Bruno Benjamin, le président du Crif Marseille Provence relate: «Il y a 75 ans la tragédie se noue ici, le mal se glisse dans chaque recoin de cette ancienne tuilerie. Les responsables agissent pour un « ordre nouveau ». Leur asservissement au nazisme les rend complices de la solution finale». Il insiste sur l’importance des Milles: «Ce camp est unique car il est le mieux conservé en France et parce qu’il joue un rôle de passerelle entre les générations, il transmet l’esprit de vigilance et la résistance, ce souci de transmission qui animait Simone Veil». Et de la citer : «La bataille contre le mal n’est jamais gagnée d’avance. Elle implique un engagement de tous les instants car, pour certains, il existe un antisémitisme banal». François Heilbronn, vice-président du Mémorial pour la Shoah dont Simone Veil fut la présidente, lui rend hommage: «Elle était visionnaire, intransigeante, courageuse.
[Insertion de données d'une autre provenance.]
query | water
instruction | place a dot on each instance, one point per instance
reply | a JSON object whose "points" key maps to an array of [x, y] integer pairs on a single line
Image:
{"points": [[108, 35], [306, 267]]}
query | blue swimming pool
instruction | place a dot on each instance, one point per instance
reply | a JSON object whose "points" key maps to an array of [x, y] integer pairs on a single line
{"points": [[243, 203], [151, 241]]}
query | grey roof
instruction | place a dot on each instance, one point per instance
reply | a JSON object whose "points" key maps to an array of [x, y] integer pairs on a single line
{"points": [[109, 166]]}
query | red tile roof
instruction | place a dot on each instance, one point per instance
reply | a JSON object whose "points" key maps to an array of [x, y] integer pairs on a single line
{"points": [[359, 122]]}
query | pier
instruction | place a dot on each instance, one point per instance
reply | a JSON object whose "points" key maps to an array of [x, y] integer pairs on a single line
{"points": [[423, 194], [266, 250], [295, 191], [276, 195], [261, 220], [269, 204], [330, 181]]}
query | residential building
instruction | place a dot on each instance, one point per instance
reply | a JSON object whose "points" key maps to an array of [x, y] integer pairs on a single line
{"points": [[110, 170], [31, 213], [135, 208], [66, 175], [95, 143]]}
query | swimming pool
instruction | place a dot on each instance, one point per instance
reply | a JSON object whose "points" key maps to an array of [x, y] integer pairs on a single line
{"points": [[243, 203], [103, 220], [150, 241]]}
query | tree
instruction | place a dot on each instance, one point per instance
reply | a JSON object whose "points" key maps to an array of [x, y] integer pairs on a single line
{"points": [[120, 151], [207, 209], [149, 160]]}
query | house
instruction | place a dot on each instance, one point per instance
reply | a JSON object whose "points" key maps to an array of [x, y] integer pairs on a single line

Elle était modèle et motrice. Elle n’oubliait rien, ni le crime ni la main tendue».
Raymond Alexander (Photo Robert Poulain)
Raymond Alexander (Photo Robert Poulain)

Comment, en ce sens, ne pas entendre le propos de Raymond Alexander, président de l’association Mémoire vive de la résistance pour qui:«Notre pays a collaboré au-delà de toute espérance des nazis mais il y a eu aussi des hommes et des femmes qui ont agi pour protéger l’Humain, qui ont ramassé l’honneur de la France que Vichy avait laissé tomber. Ils ont préféré mourir debout que de vivre à genoux».

«Chez tous les humains les larmes sont les mêmes»

Floriane Lambert-Deves (Photo Robert Poulain)
Floriane Lambert-Deves (Photo Robert Poulain)

Floriane Lambert-Deves, toute en émotion, évoque ses grand-parents, Fernand et Émilie Deves, Justes parmi les Nations: «Mes grand-parents vivaient à Bollène, ma grand-mère était catholique pratiquante qui aimait son prochain comme lui-même. Un Polonais habitant le village, leur demande en 1940 d’accueillir des Juifs polonais. Pour eux il était naturel de dire oui ». Alors, pour elle: «Il importe de transmettre les valeurs de mes grand-parents. Ils avaient des êtres humains en face d’eux et seul cela importait. Et il ne faut jamais oublier que chez tous les humains les larmes sont les mêmes».